The initial action of the National Assembly had to be one of resistance. It was concentrated above all in the finance committee, made up of men belonging to the rich class. Resisting mad and subversive demands, rebuffing progressively increasing taxes, paper money, the taking over of private industry by the state, and the suspension of national debts: such was its laborious task. I played my part, and I ask you, citizens, if I had been a socialist, would this committee have selected me eight times in a row to be its vice president?
Once the work of resistance was completed, the work of reform remained to be carried out in the 1849 budget. So many unevenly shared taxes needed to be changed! So many restrictions needed to be removed! Just take this business of conscription, for example (they have since renamed it “recruitment”), a tax of seven years on lives, drawn from a hat! Given these droits réunis (now known as indirect contributions), a regressive income tax affecting the poor disproportionately, are these not well-founded complaints from the people? After the days in June when anarchy was defeated, the National Assembly considered that the time had come to enter resolutely and spontaneously this avenue of reparation dictated by equity and even by prudence.
The finance committee, through its composition, was less inclined to this second task than the first. New people had been introduced into it by bielections, and it was constantly being said that, far from changing taxes, we would be very happy if we could have reestablished the situation just as it had been before February.
For this reason, the Assembly entrusted to a commission of thirty members the task of preparing the budget. It charged another commission with harmonizing the tax on drink with the principles of liberty and equality enshrined in the constitution. I was a member of both and, much as I ardently rebuffed utopian demands, I was equally ardent in carrying out just reform.
It would take too long to relate here how the good intentions of the Assembly were paralyzed. History will reveal this. But you can understand my line of conduct. What I am reproached for is precisely what I am proud of. Yes, I have voted with the right against the left when it was a matter of resisting the excesses of mistaken popular ideas. Yes, I have voted with the left against the right when the legitimate complaints of the poor, suffering classes were being ignored.
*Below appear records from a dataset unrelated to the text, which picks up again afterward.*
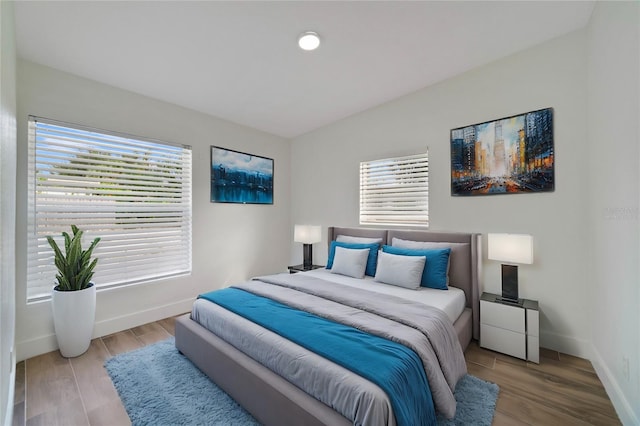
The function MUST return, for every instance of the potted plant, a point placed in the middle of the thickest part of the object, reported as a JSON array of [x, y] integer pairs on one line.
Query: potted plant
[[74, 297]]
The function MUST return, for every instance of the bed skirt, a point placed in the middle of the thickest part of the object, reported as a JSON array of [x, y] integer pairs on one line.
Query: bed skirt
[[272, 400]]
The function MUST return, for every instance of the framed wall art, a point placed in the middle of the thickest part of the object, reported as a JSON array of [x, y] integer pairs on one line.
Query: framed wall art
[[510, 155], [238, 177]]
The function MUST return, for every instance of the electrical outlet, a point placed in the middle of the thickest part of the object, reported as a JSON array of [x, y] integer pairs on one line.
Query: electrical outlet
[[625, 368]]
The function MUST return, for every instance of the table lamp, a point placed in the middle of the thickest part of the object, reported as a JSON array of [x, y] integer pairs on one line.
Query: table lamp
[[511, 249], [307, 235]]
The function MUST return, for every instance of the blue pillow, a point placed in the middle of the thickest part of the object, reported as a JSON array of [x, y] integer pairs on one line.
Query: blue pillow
[[435, 268], [372, 260]]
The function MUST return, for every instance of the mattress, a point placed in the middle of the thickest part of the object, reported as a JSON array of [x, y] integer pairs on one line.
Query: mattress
[[451, 301]]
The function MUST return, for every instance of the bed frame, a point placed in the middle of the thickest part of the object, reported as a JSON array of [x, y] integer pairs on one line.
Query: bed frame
[[271, 399]]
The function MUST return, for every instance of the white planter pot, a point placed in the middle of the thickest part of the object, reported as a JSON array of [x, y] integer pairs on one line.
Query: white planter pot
[[74, 314]]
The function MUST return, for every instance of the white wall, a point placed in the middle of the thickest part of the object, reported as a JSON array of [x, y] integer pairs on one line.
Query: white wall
[[231, 242], [325, 173], [614, 185], [7, 209]]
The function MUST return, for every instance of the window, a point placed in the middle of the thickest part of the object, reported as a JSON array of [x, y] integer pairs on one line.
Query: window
[[395, 191], [132, 192]]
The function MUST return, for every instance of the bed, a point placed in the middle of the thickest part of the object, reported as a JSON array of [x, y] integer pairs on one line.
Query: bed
[[274, 400]]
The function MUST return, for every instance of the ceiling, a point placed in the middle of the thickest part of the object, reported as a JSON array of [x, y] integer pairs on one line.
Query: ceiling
[[239, 60]]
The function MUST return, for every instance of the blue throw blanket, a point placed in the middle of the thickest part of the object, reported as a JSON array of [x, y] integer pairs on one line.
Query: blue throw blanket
[[395, 368]]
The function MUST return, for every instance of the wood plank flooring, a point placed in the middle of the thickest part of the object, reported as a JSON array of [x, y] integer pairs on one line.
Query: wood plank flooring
[[52, 390]]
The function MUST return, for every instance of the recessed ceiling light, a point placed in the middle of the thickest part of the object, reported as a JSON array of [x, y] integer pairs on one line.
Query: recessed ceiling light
[[309, 41]]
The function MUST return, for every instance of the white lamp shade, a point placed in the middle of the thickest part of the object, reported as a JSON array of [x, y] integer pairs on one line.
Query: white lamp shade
[[307, 234], [510, 248]]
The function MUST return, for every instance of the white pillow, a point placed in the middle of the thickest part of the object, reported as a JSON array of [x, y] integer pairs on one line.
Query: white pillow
[[403, 271], [350, 262], [357, 240]]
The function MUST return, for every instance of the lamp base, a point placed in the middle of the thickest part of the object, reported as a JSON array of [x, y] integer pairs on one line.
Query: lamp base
[[517, 302], [307, 256]]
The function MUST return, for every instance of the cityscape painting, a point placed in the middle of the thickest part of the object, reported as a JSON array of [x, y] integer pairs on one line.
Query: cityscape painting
[[510, 155], [237, 177]]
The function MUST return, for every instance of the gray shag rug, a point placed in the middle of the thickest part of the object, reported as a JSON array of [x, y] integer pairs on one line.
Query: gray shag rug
[[160, 386]]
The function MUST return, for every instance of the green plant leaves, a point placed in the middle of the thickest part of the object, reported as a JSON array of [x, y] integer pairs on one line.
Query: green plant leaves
[[75, 267]]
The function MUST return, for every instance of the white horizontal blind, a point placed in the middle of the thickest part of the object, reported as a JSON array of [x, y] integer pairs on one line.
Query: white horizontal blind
[[133, 193], [395, 191]]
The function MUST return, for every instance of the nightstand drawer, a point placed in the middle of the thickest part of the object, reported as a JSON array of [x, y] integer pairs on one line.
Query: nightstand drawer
[[502, 316], [501, 340]]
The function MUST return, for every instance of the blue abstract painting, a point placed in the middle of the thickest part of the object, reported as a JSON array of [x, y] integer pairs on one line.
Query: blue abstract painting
[[238, 177]]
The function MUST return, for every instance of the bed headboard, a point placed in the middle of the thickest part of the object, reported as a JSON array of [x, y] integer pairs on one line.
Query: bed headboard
[[465, 261]]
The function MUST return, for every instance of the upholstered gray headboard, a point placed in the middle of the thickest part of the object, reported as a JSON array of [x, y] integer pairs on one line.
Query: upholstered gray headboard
[[465, 261]]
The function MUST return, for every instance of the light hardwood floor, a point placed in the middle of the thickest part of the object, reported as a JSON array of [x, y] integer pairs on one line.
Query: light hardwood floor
[[561, 390]]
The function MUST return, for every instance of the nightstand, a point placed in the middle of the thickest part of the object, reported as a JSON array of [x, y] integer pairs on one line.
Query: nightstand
[[509, 328], [299, 268]]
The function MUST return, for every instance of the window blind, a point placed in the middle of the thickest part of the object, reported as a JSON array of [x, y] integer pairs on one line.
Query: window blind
[[395, 191], [133, 193]]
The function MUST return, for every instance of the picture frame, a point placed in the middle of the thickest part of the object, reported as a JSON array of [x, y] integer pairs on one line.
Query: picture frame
[[240, 177], [510, 155]]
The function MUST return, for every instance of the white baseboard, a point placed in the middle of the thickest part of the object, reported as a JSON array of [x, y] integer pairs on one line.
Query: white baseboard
[[47, 343], [620, 403], [566, 344]]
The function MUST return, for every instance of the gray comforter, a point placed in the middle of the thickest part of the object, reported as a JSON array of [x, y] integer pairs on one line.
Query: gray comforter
[[426, 330]]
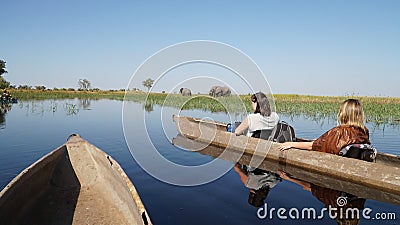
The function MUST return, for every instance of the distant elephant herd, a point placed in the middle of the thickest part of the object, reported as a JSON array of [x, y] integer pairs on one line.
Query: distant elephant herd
[[215, 91]]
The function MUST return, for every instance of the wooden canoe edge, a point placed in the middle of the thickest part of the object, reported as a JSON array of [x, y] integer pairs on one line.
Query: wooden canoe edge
[[116, 166], [21, 189], [370, 174]]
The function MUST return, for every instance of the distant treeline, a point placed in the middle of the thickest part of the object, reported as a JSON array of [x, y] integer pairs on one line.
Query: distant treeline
[[378, 110]]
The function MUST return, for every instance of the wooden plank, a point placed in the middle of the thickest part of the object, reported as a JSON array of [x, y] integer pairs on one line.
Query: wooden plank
[[373, 175]]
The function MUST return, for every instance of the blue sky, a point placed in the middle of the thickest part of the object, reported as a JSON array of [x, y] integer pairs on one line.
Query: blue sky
[[302, 47]]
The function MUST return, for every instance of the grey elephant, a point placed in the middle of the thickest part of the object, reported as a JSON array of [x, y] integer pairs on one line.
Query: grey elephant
[[185, 92], [219, 91]]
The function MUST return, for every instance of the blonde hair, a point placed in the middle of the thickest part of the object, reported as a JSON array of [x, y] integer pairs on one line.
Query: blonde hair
[[351, 113]]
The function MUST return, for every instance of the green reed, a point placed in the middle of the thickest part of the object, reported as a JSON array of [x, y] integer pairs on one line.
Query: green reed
[[378, 110]]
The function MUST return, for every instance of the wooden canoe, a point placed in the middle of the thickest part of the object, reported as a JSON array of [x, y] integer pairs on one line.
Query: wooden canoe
[[384, 174], [74, 184], [295, 172]]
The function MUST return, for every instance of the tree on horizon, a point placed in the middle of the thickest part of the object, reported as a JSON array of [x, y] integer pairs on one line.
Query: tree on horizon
[[84, 84], [3, 82]]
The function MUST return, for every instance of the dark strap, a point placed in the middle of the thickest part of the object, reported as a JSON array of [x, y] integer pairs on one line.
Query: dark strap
[[368, 151], [263, 134]]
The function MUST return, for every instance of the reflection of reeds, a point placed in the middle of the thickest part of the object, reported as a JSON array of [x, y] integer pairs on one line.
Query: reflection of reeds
[[378, 110], [71, 109]]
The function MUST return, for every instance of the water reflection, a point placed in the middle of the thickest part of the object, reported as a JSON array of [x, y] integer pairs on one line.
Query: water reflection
[[4, 108], [69, 107], [84, 103], [258, 181]]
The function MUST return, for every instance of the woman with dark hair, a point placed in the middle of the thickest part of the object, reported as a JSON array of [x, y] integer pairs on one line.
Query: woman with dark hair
[[262, 118]]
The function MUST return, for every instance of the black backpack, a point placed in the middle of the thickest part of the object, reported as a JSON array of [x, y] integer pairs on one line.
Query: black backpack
[[282, 132]]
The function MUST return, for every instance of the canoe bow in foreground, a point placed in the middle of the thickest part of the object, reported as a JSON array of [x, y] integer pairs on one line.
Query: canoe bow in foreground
[[74, 184], [384, 174]]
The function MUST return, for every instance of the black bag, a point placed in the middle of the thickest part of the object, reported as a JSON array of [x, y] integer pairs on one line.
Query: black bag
[[364, 152]]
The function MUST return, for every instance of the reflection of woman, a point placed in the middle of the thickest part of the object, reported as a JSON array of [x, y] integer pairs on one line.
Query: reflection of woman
[[261, 119], [350, 131], [329, 198], [258, 181]]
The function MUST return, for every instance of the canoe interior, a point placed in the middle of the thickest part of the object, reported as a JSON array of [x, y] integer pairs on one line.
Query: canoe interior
[[295, 172], [382, 158], [75, 184], [383, 175]]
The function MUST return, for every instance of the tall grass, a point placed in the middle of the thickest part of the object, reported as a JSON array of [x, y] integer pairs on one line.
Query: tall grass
[[377, 109]]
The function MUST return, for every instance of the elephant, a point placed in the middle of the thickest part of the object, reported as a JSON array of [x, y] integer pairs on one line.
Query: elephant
[[218, 91], [185, 92]]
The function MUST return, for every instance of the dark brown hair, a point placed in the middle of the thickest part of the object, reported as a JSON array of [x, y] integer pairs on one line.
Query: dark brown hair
[[263, 106]]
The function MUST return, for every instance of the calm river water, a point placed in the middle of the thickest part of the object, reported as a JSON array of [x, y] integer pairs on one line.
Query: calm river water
[[31, 129]]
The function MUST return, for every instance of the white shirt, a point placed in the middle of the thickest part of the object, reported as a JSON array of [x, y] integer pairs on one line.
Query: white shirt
[[259, 122]]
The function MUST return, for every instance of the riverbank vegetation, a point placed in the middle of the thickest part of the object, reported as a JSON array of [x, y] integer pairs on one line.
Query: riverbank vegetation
[[377, 109]]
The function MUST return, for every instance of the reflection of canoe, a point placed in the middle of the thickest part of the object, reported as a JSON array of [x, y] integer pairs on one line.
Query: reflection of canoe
[[8, 101], [383, 175], [295, 172], [74, 184]]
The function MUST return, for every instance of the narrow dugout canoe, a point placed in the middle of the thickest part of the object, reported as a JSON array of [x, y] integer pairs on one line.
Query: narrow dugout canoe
[[74, 184], [384, 174]]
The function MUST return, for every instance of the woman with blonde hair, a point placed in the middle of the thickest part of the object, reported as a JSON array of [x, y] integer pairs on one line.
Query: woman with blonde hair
[[351, 130]]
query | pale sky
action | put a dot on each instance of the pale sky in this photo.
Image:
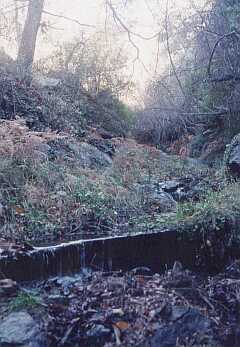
(140, 15)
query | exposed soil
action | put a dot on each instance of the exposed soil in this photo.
(138, 308)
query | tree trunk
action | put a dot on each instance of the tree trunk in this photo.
(29, 36)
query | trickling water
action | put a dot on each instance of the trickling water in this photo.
(112, 253)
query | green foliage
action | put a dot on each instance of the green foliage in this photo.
(23, 301)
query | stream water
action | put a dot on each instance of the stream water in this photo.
(157, 251)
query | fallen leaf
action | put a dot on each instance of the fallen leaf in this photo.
(121, 325)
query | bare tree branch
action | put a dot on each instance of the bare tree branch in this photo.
(69, 19)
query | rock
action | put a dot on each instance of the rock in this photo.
(141, 271)
(232, 157)
(105, 146)
(162, 201)
(177, 268)
(105, 134)
(8, 287)
(90, 157)
(171, 186)
(189, 325)
(20, 329)
(97, 335)
(155, 198)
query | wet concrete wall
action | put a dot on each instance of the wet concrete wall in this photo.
(157, 251)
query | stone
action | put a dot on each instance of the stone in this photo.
(141, 271)
(20, 329)
(8, 287)
(187, 324)
(98, 334)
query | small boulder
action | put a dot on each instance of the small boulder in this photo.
(8, 287)
(105, 146)
(187, 325)
(90, 157)
(20, 329)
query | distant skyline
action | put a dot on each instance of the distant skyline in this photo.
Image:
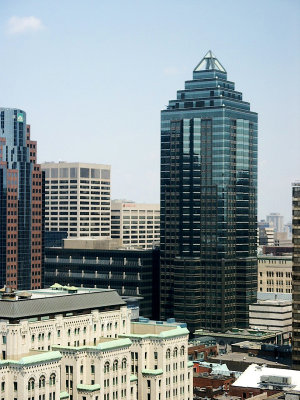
(94, 76)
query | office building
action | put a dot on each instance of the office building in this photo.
(274, 274)
(272, 315)
(21, 204)
(265, 234)
(86, 263)
(80, 344)
(296, 275)
(276, 220)
(138, 225)
(77, 198)
(208, 202)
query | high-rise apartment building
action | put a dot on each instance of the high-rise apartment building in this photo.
(208, 202)
(296, 275)
(136, 224)
(21, 204)
(276, 220)
(77, 198)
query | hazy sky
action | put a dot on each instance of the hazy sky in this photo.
(94, 75)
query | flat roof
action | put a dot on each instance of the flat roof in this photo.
(55, 301)
(251, 377)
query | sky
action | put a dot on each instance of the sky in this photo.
(93, 76)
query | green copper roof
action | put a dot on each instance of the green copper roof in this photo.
(152, 371)
(114, 344)
(209, 62)
(109, 345)
(64, 395)
(34, 359)
(88, 388)
(178, 331)
(133, 378)
(41, 357)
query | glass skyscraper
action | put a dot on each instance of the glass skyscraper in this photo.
(208, 202)
(21, 204)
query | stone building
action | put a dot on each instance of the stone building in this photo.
(79, 344)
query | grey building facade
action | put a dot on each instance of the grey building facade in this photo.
(131, 272)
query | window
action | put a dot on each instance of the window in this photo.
(42, 381)
(106, 367)
(115, 365)
(52, 379)
(30, 384)
(182, 351)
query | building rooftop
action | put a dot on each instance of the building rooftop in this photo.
(255, 377)
(33, 358)
(253, 334)
(209, 62)
(55, 300)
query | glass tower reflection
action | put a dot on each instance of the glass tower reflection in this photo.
(208, 202)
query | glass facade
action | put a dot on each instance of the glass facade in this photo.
(21, 204)
(208, 202)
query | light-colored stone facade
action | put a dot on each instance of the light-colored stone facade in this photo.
(138, 225)
(77, 199)
(274, 274)
(89, 354)
(273, 315)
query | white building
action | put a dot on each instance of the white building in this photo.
(77, 198)
(276, 220)
(275, 274)
(272, 315)
(265, 378)
(138, 225)
(79, 344)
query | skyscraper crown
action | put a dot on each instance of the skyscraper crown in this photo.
(209, 62)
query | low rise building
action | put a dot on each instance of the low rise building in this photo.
(274, 274)
(202, 348)
(235, 335)
(77, 343)
(97, 263)
(258, 379)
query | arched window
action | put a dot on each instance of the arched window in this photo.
(106, 367)
(31, 384)
(115, 365)
(42, 381)
(52, 379)
(182, 351)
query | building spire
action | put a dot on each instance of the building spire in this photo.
(209, 62)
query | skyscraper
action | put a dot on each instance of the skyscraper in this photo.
(208, 202)
(77, 199)
(296, 275)
(21, 204)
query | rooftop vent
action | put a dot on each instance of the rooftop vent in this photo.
(8, 294)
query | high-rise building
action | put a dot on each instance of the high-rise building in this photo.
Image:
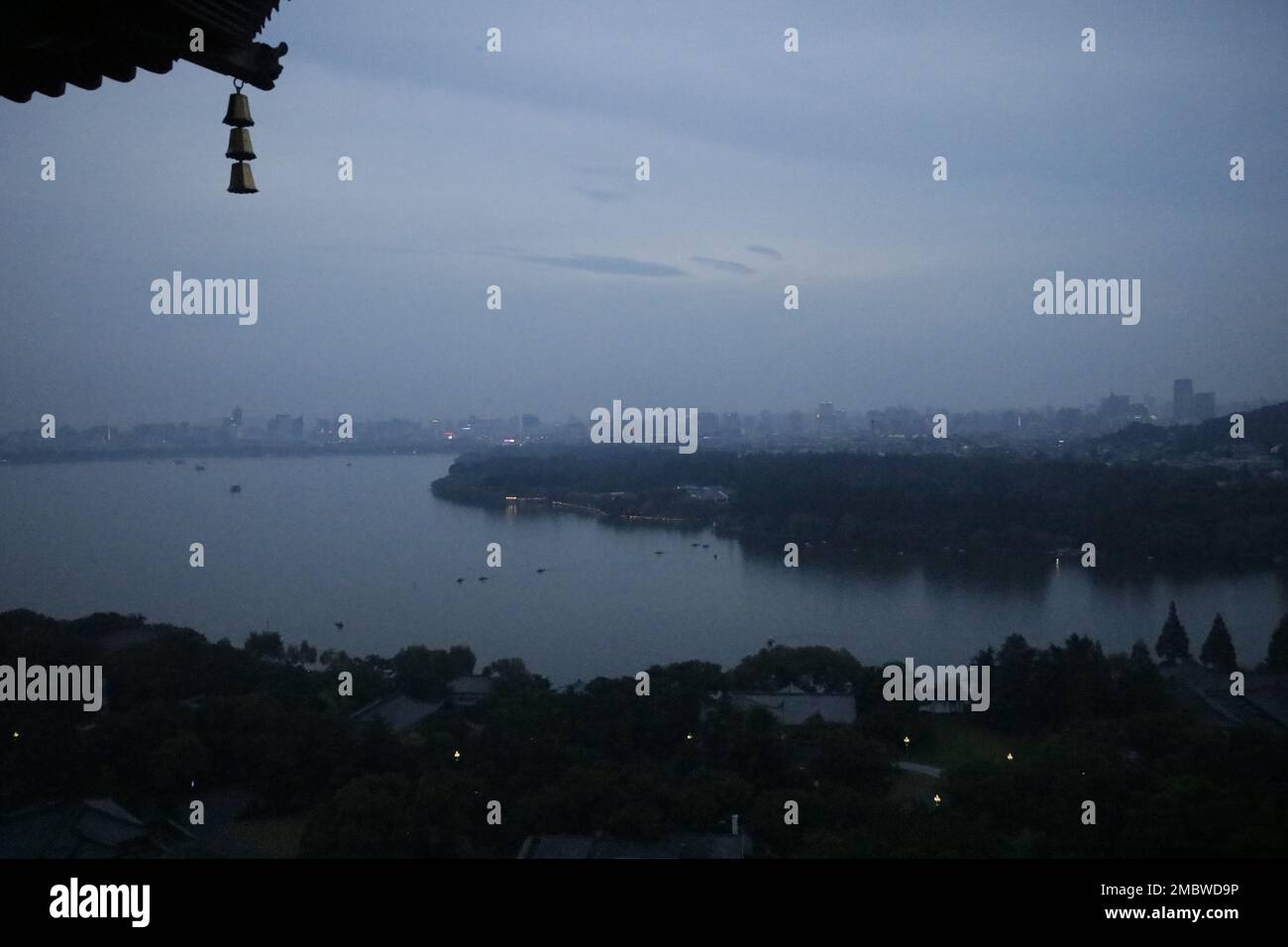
(1205, 405)
(1183, 399)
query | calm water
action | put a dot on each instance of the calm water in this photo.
(313, 541)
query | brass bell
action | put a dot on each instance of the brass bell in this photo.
(239, 146)
(243, 182)
(239, 111)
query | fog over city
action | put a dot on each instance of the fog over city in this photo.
(767, 170)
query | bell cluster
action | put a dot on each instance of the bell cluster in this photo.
(240, 149)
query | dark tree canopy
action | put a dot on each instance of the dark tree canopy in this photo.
(1219, 648)
(1173, 644)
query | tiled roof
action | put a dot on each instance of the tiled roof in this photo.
(46, 47)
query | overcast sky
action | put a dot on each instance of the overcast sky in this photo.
(518, 169)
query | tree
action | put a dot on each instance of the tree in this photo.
(265, 644)
(1276, 656)
(1219, 648)
(1173, 644)
(1140, 657)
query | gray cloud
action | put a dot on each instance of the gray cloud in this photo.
(726, 265)
(600, 195)
(612, 265)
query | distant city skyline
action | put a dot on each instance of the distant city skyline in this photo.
(768, 169)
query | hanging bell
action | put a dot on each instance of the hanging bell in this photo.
(243, 182)
(239, 146)
(239, 111)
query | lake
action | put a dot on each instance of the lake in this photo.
(314, 541)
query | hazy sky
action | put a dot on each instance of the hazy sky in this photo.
(768, 167)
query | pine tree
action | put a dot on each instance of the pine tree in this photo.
(1219, 648)
(1173, 644)
(1276, 657)
(1140, 655)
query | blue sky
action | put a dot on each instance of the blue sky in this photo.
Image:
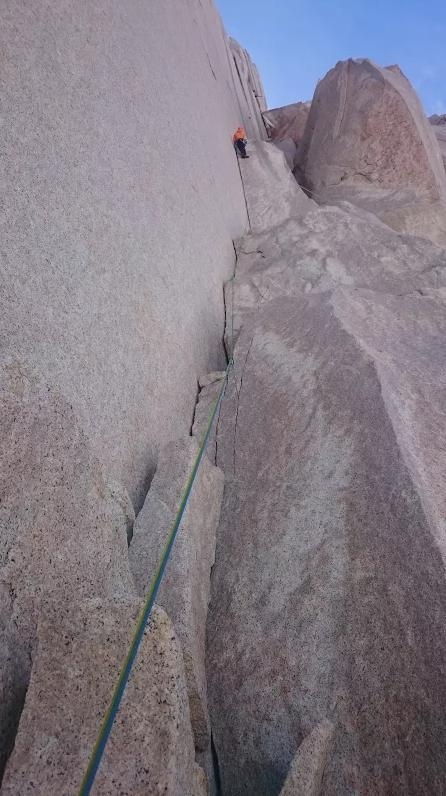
(295, 42)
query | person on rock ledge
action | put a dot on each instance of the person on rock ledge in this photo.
(240, 141)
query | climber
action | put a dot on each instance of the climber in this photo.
(240, 141)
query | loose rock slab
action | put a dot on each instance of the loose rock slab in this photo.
(150, 750)
(185, 590)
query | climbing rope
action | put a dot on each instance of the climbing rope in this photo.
(124, 674)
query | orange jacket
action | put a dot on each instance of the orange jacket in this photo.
(239, 134)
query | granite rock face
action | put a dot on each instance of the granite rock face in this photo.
(64, 533)
(439, 127)
(288, 121)
(367, 141)
(286, 127)
(185, 591)
(107, 318)
(329, 592)
(307, 769)
(103, 158)
(150, 749)
(273, 194)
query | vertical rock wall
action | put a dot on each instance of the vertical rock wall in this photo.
(122, 196)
Because of this, I may have alienated both parties and will remain crushed in the center. No matter. I am conscious of having been faithful to my commitments, logical, impartial, just, prudent, and in control of myself. Those who accuse me doubtless feel strong enough to do better. If this is so, let the constituency nominate them in my place. I will endeavor to forget that I have lost its confidence by remembering that I obtained it once, and it is not a slight tremor of self-love that will efface the profound gratitude I owe it.
I remain, my dear fellow countrymen, your faithful servant.
The revolution of 1848.
See “To the Electors of the Département of the Landes,” p. 341, and note 10, p. 345.
A so-called bielection is an election held in a district to replace a deputy who died or resigned.